# We need a Boston-area Herf!



## massphatness (Jan 4, 2008)

And by we, I mean one of you Boston area FOG's should consider putting something together so us Boston area noobs can soak in your sage-like wisdom in a non-cyber environment.

Doesn't this sound like a good idea? :dr


----------



## Quint (Oct 19, 2006)

yep


----------



## MadAl (Feb 19, 2006)

Will be posting up an announcement Thursday! Get your calendars out.


----------



## RPB67 (Mar 26, 2005)

MadAl said:


> Will be posting up an announcement Thursday! Get your calendars out.


Its about time. :tu


----------



## MadAl (Feb 19, 2006)

It certainly is, Ollie


----------



## jaybloxham (Dec 27, 2007)

I think I might have to go!


----------



## MikeyC (Nov 27, 2007)

Tell me more . . .


----------



## massphatness (Jan 4, 2008)

MikeyC said:


> Tell me more . . .


Be careful of this guy. I saw somewhere that he got jiggy with his mailbox recently.


----------



## MikeyC (Nov 27, 2007)

massphatness said:


> Be careful of this guy. I saw somewhere that he got jiggy with his mailbox recently.

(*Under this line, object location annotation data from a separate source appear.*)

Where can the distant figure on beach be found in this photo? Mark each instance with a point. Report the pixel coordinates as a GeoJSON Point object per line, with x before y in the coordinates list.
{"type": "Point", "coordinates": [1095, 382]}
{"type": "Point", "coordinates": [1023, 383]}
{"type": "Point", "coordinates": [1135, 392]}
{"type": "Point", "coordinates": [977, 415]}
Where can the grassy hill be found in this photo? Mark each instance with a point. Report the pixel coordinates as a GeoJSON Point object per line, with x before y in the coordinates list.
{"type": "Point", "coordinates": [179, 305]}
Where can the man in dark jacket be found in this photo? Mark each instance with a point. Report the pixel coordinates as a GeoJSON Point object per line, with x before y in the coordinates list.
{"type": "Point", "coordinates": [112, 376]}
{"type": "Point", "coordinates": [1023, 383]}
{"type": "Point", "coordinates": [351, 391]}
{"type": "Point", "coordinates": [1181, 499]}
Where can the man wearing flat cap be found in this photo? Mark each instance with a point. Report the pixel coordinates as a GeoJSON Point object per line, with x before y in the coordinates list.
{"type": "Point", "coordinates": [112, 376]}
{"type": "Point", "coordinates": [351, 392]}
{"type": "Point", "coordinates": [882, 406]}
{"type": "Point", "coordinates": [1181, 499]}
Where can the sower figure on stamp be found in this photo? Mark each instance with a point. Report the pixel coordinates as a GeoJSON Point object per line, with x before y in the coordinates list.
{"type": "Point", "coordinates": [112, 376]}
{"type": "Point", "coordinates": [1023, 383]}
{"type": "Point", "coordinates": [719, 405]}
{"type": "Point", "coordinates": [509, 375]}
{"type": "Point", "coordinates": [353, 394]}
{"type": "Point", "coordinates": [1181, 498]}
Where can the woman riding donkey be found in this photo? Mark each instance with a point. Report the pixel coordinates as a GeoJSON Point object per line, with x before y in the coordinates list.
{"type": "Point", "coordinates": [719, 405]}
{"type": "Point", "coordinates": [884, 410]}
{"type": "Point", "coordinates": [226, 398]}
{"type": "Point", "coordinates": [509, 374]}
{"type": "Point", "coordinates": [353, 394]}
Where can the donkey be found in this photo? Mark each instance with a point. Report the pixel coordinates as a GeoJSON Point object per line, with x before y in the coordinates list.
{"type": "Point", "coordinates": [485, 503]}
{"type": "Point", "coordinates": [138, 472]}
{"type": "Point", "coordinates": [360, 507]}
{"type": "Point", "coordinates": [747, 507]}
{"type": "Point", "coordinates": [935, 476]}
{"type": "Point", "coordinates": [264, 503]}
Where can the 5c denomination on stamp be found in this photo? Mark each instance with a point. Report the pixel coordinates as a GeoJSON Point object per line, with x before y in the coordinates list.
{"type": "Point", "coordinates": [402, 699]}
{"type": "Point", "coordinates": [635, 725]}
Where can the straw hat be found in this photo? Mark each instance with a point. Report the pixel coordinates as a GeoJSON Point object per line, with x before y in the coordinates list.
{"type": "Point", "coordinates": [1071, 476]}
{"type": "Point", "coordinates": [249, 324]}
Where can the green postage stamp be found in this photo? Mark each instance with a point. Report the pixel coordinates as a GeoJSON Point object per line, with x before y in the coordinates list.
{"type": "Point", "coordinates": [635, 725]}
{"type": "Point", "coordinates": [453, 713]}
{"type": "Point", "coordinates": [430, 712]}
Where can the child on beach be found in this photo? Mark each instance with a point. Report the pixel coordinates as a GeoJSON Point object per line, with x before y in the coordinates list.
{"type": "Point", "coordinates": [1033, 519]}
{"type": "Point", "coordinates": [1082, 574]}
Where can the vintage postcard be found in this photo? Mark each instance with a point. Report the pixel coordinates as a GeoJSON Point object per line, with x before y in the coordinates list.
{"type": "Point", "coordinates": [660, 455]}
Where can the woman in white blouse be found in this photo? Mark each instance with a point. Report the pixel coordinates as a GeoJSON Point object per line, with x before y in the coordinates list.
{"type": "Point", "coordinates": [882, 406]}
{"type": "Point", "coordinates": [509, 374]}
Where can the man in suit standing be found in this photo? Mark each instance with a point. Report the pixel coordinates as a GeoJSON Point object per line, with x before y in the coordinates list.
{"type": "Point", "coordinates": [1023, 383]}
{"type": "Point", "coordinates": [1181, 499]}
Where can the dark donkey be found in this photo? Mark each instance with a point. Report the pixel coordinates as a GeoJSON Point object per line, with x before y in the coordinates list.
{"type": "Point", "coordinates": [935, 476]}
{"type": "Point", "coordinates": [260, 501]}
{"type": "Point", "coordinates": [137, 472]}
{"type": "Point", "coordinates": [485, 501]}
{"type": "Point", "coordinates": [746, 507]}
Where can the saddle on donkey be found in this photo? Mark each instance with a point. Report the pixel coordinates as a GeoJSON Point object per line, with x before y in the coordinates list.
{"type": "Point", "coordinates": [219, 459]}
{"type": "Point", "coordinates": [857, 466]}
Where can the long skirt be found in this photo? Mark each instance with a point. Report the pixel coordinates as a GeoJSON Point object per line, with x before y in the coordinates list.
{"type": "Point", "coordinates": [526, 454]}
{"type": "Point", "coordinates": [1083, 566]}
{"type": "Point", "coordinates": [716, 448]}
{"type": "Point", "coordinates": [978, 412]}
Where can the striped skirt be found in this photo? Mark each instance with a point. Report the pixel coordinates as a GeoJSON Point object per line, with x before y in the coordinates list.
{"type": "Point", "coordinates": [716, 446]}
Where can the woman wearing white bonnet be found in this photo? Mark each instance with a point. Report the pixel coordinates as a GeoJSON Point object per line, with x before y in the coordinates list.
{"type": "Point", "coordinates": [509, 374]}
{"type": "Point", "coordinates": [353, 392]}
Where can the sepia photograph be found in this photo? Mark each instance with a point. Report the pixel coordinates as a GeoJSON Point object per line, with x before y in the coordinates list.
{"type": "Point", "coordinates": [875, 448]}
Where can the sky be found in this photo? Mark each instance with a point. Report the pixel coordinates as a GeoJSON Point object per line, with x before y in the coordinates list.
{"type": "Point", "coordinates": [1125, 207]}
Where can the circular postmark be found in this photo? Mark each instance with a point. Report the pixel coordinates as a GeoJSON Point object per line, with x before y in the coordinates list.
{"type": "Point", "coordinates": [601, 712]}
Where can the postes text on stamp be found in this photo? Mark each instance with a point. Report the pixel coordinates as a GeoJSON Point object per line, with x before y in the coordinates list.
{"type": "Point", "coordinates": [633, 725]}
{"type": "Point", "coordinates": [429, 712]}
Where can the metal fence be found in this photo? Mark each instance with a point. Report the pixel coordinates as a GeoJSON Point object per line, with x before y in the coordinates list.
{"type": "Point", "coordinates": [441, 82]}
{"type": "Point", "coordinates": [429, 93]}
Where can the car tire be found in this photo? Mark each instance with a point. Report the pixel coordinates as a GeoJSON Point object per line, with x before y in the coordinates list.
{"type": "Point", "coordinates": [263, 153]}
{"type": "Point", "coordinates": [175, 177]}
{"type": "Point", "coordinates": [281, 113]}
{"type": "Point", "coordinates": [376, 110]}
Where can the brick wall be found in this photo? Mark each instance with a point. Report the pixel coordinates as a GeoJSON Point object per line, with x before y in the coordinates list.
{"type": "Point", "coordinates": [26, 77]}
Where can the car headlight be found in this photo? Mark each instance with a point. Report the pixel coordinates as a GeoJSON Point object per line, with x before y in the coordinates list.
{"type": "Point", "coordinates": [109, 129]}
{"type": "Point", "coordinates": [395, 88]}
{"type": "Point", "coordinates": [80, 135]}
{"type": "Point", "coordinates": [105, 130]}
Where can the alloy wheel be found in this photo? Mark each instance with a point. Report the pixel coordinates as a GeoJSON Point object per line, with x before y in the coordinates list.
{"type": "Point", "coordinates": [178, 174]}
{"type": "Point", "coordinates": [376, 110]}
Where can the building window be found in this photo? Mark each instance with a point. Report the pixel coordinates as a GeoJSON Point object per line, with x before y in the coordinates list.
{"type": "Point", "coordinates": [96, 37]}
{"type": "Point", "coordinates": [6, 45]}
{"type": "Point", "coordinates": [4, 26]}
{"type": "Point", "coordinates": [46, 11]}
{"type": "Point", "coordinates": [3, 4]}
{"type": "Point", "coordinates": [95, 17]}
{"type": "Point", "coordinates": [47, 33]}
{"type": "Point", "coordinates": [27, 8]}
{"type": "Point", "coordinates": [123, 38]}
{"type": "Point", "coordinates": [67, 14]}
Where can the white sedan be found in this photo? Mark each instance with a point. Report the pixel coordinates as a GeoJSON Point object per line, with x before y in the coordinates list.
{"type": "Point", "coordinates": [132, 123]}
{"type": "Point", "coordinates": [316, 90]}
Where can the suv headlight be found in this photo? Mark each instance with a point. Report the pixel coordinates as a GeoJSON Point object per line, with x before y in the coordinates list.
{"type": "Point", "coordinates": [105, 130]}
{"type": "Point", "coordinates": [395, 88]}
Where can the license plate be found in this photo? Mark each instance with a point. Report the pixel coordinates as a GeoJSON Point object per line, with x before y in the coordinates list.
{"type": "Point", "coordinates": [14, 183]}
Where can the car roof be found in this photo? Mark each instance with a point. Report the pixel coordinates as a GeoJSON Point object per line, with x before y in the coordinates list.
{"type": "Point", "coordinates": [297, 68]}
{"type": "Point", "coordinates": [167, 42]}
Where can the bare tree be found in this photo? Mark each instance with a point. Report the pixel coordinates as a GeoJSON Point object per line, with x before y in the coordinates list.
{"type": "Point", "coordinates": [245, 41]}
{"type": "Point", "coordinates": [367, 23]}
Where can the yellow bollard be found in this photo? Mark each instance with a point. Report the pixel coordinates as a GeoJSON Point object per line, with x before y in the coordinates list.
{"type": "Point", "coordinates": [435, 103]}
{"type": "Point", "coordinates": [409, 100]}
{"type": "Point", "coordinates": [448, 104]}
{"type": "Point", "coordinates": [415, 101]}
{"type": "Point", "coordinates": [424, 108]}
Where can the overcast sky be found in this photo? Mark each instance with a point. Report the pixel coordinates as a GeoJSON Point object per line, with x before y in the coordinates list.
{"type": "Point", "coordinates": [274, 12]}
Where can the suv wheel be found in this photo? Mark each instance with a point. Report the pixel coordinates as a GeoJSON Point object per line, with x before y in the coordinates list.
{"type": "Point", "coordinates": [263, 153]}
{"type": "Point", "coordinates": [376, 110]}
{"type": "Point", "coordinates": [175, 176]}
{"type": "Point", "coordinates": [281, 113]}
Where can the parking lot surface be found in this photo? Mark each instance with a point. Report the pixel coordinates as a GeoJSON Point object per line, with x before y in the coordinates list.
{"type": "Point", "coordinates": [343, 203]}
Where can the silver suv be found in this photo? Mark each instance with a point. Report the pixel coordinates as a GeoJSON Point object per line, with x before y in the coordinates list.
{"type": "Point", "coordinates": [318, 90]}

Have you seen my mailbox? You would too. :r


----------



## dunng (Jul 14, 2006)

Very interested... :ss


----------



## mosesbotbol (Sep 21, 2005)

Interested as well.


----------



## MadAl (Feb 19, 2006)

24 hours and counting


----------



## Quint (Oct 19, 2006)

23 hrs and 42 mins boy oh boy !!!!


----------



## RPB67 (Mar 26, 2005)

MadAl said:


> 24 hours and counting


Teeze...


----------



## massphatness (Jan 4, 2008)

MadAl said:


> 24 hours and counting


Tick tock ... it's been 28 hours. :ss


----------



## dunng (Jul 14, 2006)

massphatness said:


> Tick tock ... it's been 28 hours. :ss


NERF 2008 - http://www.clubstogie.com/vb/showthread.php?t=131192 :ss


----------



## massphatness (Jan 4, 2008)

dunng said:


> NERF 2008 - http://www.clubstogie.com/vb/showthread.php?t=131192 :ss


d'oh!


----------